L’établissement Toulouse-Lautrec à Vaucresson (92) propose aux élèves handicapés moteurs un lieu de vie adapté à leurs besoins, du cours préparatoire au BTS. Il accueille également des élèves ordinaires, à l’aise au milieu d’une différence qu’ils ne ressentent plus

« Le coupable est Monsieur Voiessansissue », affirme Pauline, lunettes et chaussures roses, socquettes blanches, barrette en cœur. Cet après-midi, dans la classe de CM1, les élèves lisent « Rififi au collège », un polar. Petite et chaleureuse, la classe affiche les règles de grammaire, les photos d’un séjour au parc de France Miniature, les dessins d’enfants et les tableaux de maîtres. La plupart des 12 élèves sont en fauteuil, certains serrés dans un corset. Le clavier de l’ordinateur remplace parfois le stylo. Tables en bois et tableau à craie, la classe fait partie de l’établissement régional d’enseignement adapté (Eréa) Toulouse-Lautrec [1], près de Paris. Dehors, dans un cadre verdoyant, des élèves s’affairent autour du baby, discutent, jouent ou poussent le fauteuil d’un camarade.

« Dans notre établissement, les relations entre enfants handicapés et valides se passent très bien. Les enfants handicapés accueillent leurs camarades valides, à l’inverse du milieu scolaire traditionnel », souligne Danièle Durif-Ferniot, proviseur. En effet, depuis sa création en 1980, l’établissement, déclaré mixte, accueille en priorité les enfants handicapés et complète ses effectifs avec des enfants valides. Il compte 420 élèves, 300 handicapés moteurs (IMC, myopathies, séquelles de poliomyélites, paraplégie, tétraplégie…) et 120 valides.
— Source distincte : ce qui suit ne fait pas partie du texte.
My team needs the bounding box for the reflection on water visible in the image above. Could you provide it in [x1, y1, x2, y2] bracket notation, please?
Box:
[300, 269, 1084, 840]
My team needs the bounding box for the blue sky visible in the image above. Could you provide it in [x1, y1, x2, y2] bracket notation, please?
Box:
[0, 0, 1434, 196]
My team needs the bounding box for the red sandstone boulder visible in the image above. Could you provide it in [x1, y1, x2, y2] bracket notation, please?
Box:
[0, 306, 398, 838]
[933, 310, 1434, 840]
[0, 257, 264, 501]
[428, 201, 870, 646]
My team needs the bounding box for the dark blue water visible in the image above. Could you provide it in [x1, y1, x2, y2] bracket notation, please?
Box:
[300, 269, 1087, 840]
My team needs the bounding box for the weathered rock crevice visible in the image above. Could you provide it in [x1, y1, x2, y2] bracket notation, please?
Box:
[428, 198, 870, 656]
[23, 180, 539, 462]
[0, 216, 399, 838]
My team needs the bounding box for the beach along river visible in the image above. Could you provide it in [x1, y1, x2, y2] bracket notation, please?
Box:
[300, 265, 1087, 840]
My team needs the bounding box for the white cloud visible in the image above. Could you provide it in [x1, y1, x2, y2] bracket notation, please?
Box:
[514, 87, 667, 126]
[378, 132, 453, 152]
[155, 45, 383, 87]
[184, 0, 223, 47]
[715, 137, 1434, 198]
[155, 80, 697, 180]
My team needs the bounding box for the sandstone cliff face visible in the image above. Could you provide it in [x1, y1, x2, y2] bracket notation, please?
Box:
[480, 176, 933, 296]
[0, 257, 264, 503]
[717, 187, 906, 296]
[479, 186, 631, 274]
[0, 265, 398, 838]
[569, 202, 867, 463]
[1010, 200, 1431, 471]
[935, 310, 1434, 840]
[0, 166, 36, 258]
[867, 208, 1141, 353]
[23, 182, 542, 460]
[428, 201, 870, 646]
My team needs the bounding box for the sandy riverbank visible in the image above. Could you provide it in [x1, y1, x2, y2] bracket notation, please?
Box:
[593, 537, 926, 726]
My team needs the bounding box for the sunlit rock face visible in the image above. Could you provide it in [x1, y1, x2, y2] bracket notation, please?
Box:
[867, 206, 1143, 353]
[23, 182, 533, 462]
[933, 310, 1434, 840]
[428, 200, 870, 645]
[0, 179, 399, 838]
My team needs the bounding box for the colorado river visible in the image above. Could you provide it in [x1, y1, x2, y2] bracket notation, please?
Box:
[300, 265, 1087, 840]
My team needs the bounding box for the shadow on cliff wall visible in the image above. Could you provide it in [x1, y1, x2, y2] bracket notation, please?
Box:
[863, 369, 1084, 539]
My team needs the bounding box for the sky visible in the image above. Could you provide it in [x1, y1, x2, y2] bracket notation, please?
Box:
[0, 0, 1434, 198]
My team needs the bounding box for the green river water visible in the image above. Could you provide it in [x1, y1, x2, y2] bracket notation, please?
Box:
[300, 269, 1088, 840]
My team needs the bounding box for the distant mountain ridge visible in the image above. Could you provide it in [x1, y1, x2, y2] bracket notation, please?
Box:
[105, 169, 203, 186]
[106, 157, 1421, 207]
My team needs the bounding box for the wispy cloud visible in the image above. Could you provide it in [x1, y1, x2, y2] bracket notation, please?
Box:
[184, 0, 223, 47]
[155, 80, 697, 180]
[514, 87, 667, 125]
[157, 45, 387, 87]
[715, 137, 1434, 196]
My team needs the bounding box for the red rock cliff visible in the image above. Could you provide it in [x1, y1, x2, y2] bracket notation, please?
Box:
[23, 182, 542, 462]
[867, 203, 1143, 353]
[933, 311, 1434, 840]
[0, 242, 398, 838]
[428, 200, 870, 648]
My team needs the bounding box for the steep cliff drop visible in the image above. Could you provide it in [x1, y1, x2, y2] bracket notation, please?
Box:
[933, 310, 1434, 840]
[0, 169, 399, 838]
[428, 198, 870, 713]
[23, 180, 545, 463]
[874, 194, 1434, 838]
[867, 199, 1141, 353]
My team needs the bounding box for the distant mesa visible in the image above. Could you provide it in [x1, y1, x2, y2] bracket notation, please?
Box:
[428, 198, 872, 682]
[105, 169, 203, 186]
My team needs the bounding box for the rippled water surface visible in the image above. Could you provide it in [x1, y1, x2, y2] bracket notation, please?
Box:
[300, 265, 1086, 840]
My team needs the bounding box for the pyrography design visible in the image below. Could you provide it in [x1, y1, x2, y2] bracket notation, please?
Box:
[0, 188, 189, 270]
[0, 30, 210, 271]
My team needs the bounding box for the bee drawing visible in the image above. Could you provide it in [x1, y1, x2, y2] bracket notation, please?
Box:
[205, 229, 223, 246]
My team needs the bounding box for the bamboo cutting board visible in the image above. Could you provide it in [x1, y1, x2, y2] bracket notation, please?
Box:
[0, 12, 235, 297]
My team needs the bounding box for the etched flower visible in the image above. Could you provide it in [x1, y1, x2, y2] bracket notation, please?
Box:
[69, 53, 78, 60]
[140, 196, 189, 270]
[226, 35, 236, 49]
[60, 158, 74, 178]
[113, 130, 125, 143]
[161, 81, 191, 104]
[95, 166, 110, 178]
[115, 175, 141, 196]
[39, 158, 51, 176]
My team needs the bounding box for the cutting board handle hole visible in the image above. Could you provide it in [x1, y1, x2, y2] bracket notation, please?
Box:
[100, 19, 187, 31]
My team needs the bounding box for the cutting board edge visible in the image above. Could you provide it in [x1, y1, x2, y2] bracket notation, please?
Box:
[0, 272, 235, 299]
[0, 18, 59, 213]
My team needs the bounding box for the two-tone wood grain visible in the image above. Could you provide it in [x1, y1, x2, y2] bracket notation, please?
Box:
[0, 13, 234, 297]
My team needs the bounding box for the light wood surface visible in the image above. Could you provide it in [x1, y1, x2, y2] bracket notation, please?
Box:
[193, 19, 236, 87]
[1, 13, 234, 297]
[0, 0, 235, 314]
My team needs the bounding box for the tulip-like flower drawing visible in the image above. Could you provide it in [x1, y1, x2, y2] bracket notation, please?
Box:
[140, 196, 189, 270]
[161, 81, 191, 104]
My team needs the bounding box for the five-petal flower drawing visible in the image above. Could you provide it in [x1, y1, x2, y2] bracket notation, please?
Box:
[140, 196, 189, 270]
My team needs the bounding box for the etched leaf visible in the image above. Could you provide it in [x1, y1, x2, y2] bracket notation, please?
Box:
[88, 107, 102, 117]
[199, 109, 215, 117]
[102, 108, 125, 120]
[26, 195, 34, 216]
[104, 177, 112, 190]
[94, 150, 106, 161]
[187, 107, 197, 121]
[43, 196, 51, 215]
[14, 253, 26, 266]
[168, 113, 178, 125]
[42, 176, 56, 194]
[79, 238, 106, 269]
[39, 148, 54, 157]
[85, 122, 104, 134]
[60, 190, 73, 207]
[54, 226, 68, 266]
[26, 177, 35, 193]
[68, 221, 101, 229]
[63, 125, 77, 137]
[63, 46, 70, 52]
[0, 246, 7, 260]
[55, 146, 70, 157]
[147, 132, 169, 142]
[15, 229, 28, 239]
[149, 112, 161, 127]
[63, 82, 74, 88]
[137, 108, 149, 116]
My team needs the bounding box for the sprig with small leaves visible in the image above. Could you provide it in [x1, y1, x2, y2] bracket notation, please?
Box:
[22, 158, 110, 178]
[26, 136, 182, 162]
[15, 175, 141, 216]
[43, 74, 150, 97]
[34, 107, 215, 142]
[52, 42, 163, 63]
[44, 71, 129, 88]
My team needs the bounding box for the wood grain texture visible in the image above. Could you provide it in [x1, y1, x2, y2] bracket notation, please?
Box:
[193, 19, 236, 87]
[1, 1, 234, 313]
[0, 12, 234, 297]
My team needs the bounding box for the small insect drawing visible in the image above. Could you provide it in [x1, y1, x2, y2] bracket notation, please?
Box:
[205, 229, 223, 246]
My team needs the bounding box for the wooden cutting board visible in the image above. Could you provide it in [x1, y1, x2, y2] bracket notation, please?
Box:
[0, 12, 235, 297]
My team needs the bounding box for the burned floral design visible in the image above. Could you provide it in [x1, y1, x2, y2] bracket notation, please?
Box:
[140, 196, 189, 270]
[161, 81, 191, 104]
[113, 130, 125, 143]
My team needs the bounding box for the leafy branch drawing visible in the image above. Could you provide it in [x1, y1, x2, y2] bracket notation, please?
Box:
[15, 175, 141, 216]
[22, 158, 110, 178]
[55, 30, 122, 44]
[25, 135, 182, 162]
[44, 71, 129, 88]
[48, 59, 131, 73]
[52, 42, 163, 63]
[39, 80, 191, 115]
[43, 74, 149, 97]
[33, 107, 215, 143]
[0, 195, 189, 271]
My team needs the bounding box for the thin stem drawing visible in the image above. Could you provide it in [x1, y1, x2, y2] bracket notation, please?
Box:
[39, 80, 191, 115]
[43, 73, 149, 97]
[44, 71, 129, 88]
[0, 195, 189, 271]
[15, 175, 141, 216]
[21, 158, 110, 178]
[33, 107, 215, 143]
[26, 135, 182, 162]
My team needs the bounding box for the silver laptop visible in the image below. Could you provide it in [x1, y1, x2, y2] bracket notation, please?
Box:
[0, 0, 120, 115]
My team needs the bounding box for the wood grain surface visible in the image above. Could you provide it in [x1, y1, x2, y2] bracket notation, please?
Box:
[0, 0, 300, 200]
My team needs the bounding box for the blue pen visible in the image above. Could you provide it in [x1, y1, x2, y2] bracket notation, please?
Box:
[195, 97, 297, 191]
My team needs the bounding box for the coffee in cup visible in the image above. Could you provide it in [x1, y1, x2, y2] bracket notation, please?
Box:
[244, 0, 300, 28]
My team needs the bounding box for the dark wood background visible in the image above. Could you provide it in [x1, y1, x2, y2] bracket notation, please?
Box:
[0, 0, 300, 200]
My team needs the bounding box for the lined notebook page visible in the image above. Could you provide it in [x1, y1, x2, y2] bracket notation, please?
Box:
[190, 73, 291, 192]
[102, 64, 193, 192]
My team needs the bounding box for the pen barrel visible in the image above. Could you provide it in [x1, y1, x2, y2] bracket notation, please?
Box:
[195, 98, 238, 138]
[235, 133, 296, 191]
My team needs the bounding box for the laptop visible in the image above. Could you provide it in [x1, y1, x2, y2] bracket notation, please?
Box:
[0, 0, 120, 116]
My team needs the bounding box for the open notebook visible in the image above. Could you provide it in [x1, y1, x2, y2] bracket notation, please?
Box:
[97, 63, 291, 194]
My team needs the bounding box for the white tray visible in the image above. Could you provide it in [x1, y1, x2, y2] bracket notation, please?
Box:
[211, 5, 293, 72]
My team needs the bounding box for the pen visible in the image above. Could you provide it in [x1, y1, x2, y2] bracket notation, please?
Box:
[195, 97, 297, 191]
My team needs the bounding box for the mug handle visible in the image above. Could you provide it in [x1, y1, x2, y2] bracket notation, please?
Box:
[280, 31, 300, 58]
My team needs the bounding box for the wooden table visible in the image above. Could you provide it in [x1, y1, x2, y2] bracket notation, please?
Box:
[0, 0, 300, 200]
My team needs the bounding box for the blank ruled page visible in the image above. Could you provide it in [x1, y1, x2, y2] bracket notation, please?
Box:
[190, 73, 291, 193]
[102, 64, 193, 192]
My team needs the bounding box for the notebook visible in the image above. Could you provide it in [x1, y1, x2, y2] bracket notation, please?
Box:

En 1985, les EREA ont remplacé les écoles nationales de perfectionnement (ENP). Ils appartiennent aux structures spécialisées de l’Éducation nationale. L’inscription des élèves se fait sur notification des commissions départementales de l’éducation spécialisée. Ils poursuivent une scolarité conforme aux objectifs et à la législation de l’Éducation nationale. « Toulouse-Lautrec n’est pas un établissement spécialisé, mais un établissement adapté », insiste Danièle Durif-Ferniot. « L’école est prioritaire et le centre de soins vient en prestataire de services ». « Le point fort de notre établissement est d’apporter du soin sur place à des enfants lourdement handicapés qui ne pourraient pas suivre de scolarité normale, si les soins étaient dispensés à l’extérieur, à différents endroits », précise-t-elle. Le centre de soins intégré à l’établissement permet aux enfants de bénéficier de soins sur le temps scolaire. Plusieurs services le composent : médical et paramédical, psychologique et social. Une équipe éducative assure les activités périscolaires.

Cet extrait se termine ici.